Fears of Monopoly in a Relatively Free Market
There are few things that scare Americans more than the idea of a business monopoly. If a business is too large and competitors are too few, the successful business can raise prices as high as it wants to exploit the consumer. The rich monopolist gets richer, and the American workers become poorer. The economist Ludwig von Mises argues that the fear of monopoly in a free market is exaggerated for the following reasons. First, if a company were to raise prices because they are the only provider of a good or service in a given region, “that would stimulate the formation of rival firms whose competition would break the monopoly and restore prices and profits to the general rate (p. 64). Second, there are very few commodities on planet Earth that cannot be substituted with some other commodity. If a company has a monopoly on the production of steel, people can use alternatives such as aluminum. This requires a monopolist to keep prices down so as not to encourage the use of substitute commodities. Third, even if a monopoly is formed, it cannot raise prices ad infinitum because at some point the price would be so high that demand would drop to where they would make less profit than if they had charged lower prices (p. 66). Due to these constraints on big business in a market economy, many economists argue that if a monopoly does form, it is not the result of a free market, but it is the result of government intervention that protects certain companies or industries from competition.
Reference
Ludwig von Mises, (1962).

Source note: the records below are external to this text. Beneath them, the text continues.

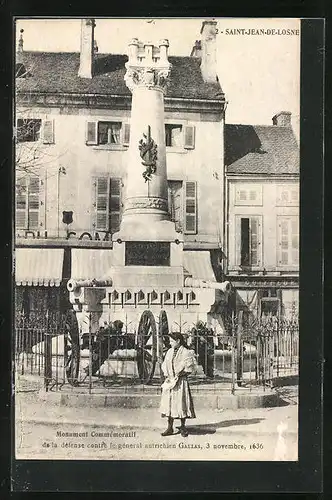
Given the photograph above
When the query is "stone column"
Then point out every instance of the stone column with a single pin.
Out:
(146, 198)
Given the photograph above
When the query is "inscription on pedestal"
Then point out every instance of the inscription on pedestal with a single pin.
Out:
(147, 253)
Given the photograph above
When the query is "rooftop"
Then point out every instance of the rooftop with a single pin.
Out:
(261, 149)
(57, 72)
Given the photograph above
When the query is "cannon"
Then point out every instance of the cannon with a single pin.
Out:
(150, 342)
(149, 336)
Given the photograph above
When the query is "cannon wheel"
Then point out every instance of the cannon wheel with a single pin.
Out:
(71, 344)
(146, 347)
(163, 340)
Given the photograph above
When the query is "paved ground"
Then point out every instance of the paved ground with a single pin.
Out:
(54, 432)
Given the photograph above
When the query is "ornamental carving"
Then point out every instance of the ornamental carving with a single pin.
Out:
(149, 203)
(148, 77)
(148, 152)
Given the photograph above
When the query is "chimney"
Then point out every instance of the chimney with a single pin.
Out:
(209, 51)
(282, 119)
(196, 51)
(87, 48)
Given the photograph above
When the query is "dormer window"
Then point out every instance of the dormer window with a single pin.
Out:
(179, 137)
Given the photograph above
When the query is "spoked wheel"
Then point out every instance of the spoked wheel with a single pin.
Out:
(163, 340)
(72, 353)
(146, 347)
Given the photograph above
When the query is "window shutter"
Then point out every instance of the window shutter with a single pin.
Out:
(284, 242)
(101, 204)
(295, 240)
(190, 208)
(42, 203)
(91, 133)
(254, 241)
(245, 241)
(189, 137)
(175, 205)
(237, 260)
(21, 213)
(126, 134)
(115, 204)
(33, 202)
(48, 132)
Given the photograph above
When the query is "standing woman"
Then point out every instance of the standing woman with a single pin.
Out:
(176, 399)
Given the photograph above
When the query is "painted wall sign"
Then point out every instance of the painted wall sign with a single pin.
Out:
(92, 236)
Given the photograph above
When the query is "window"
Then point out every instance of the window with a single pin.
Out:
(288, 241)
(28, 130)
(107, 133)
(247, 194)
(182, 205)
(249, 241)
(270, 302)
(288, 196)
(32, 130)
(178, 136)
(27, 202)
(175, 203)
(173, 135)
(107, 204)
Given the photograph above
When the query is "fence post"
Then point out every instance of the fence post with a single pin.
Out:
(90, 355)
(47, 354)
(239, 350)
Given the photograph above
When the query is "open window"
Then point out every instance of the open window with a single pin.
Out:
(107, 133)
(107, 204)
(249, 237)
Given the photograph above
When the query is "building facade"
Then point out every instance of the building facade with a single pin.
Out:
(73, 130)
(232, 190)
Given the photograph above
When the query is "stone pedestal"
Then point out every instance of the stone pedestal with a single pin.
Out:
(146, 216)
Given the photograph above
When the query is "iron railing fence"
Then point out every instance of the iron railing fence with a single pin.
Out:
(252, 353)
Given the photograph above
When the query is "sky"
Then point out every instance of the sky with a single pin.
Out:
(260, 74)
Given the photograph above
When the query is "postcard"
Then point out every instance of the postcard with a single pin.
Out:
(157, 196)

Liberalism: The Classical Tradition, Liberty Fund Inc. p. 64-66.
If Tariffs Are Bad, Then Why Does China Have Them?
If tariffs are harmful, why do other countries have them?
Dr. Victor Davis Hanson posted a video in which he asked the viewer “If tariffs are so destructive to a nation’s economy, then why are countries with high tariffs like China booming economically?” My question to Dr. Hanson is “if trade barriers are so beneficial, why did countries like China and India experience rapid economic growth after they significantly reduced their trade barriers?” The economist Douglas Irwin writes that during the reign of Chairman Mao Zedong, China was almost completely closed off from international trade until 1979. They had a centrally-planned economy and they reduced their reliance on imports by producing most everything themselves. While this policy built up their manufacturing capacity, the Chinese people remained in poverty, having a per capita income on the level of Burma and Mozambique in the 1980s. When Deng Xiaoping rose to power in China, the country slowly began to decentralize its economy, increase trade, and allow foreign investment. China’s rapid growth is correlated with a decrease in their trade barriers. Irwin states that “In 1992, the weighted average tariff on manufactured goods [in China] was over 45 percent. Since China joined the WTO in 2001, the country’s average tariff has fallen to less than 7%” (p. 217). China has achieved its most significant per capita GDP growth since the 2000s. Of course, not all of China’s success is due to more open trade, but it was “a vital component of its broader reforms and [has] played a critical role in its economic success” (p. 218).
Reference
Douglas A. Irwin, (2020). Free Trade Under Fire (5th edition). Princeton University Press. pg. 217-218.